Week 8 Flashcards
Define a repeated-measures design and what is it sometimes called?
Sometimes called “within-subject design”, the dependent variable is measured two or more times for each individual in a single sample.
Explain how a repeated-measures design differs from an independent-measures design.
Single sample as opposed to two or more samples.
Define a matched-subjects design.
Each individual in one sample is matched on a particular variable with an individual in the other sample.
Explain how a matched-subjects design differs from a repeated-measures design.
Repeated measures designs have perfect matching, matched-subject have partial matching.
Explain how a matched-subjects design differs from an independent-measures design.
Each sample is matched on variables rather than being two or more randomly selected groups.
Describe the data that are used for the repeated-measures t statistic.
Uses D scores rather than X scores.
Describe the hypotheses for a repeated-measures t test.
H₀: μD = 0 and H₁: μD ≠ 0.
What are D scores?
The difference between X₁ and X₂ (before and after treatment).

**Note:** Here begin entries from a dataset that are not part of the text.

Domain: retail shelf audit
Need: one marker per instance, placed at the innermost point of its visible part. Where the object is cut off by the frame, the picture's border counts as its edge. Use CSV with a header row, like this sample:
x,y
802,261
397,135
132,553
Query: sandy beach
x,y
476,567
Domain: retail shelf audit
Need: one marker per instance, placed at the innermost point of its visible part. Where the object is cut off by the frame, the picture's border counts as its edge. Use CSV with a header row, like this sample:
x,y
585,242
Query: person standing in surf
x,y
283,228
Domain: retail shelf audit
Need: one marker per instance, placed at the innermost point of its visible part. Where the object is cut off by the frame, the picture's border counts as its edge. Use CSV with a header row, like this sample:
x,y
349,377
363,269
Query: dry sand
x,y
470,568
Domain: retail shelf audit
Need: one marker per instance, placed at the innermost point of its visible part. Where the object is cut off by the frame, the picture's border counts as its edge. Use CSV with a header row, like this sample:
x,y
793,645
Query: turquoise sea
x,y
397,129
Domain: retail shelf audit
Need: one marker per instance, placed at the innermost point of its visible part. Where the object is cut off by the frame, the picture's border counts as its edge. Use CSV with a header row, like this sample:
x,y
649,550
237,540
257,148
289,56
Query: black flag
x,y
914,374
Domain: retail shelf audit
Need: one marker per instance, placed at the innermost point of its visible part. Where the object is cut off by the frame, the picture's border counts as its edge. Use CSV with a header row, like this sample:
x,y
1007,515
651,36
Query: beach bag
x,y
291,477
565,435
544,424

What is MD? (D is subscript)
Mean of D scores.
What is μD?
The mean of difference scores for the whole population.
What is the t-statistic formula for a repeated measures design?
t = MD - μD/sMD
What is sMD? (M and D are subscript)
The estimated standard error of MD.
The related-samples t statistic requires two basic assumptions, what are they?
- The observations for treatment condition must be independent.
- The population distribution of difference scores (D values) must be normal (or large).
What is the estimated Cohen’s d for repeated measures designs?
d = MD/sD
How does the r² test (better known as ω²) differ for independent measures t tests and repeated measures t tests?
It doesn’t, it is always r² = t²/t² + df.